Dormido en el sillón, escuchando aquella melodía china comprada en el subterráneo de la plaza de España, soñé con un extraño viejo de afilada barba.
Giraba en el aire, mirándome con ojos muy abiertos de dragón, bajo cejas hirsutas.
Sin decir nada, se limitaba a expresar una enigmática furia ante aquel occidental en su siesta, que se había atiborrado de comida en el hoy famoso restaurante del inframundo, por entonces recién abierto junto al parking, con el que compartía entrada y servicios.
La melodía era espiral como la cola del dragón, pero envolvente y suave como cintas de seda.
La estoy escuchando ahora, quizá tiene 600 años, como el furioso anciano giratorio.
La estoy escuchando ahora, porque ayer vi a un chino dormido. Después de diez años, cuando nuestra historia ha cambiado, me tocó esta vez a mí mirarle a él, sin enfado alguno, más bien con deseo de abrazarle, en esta época en la que el trabajo es todo o nada y están envejeciendo los refranes de lo insólito.
Fue en una tienda de comestibles y frutos secos, en el mostrador, a las diez de la noche, tras una larga jornada para todos, pero aún más para ellos.

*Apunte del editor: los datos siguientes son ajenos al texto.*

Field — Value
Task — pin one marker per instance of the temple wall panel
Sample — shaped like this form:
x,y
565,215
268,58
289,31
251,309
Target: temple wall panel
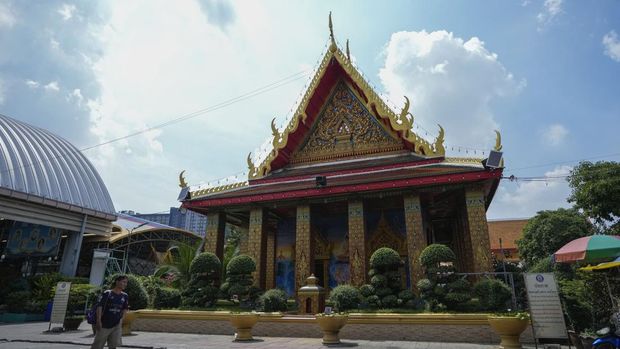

Despachaba una mujer, botella de agua y pañuelos de papel para mi resfriado, mientras un hombre, con seguridad su marido, dormía profundamente en el mismo mostrador, a treinta centímetros de mí, con la frente apoyada en el filo del cristal, y salvada solo por el breve grosor de un paquete de pañuelos de papel, de la misma marca que yo estaba comprando, y que no debía bastar.
No debía ser cómodo.
Bastar.
Doler.
Dormir.
Pensé: Como la vida era sueño y el tiempo era oro, hoy el sueño es trabajo.
Y ahora creo entender la antigua melodía, que sólo es tiempo, en la que un viejo de afilada barba giraba y giraba en el aire, a una misma altura, con los ojos eternamente abiertos, furioso delante de nuestro extraño sueño.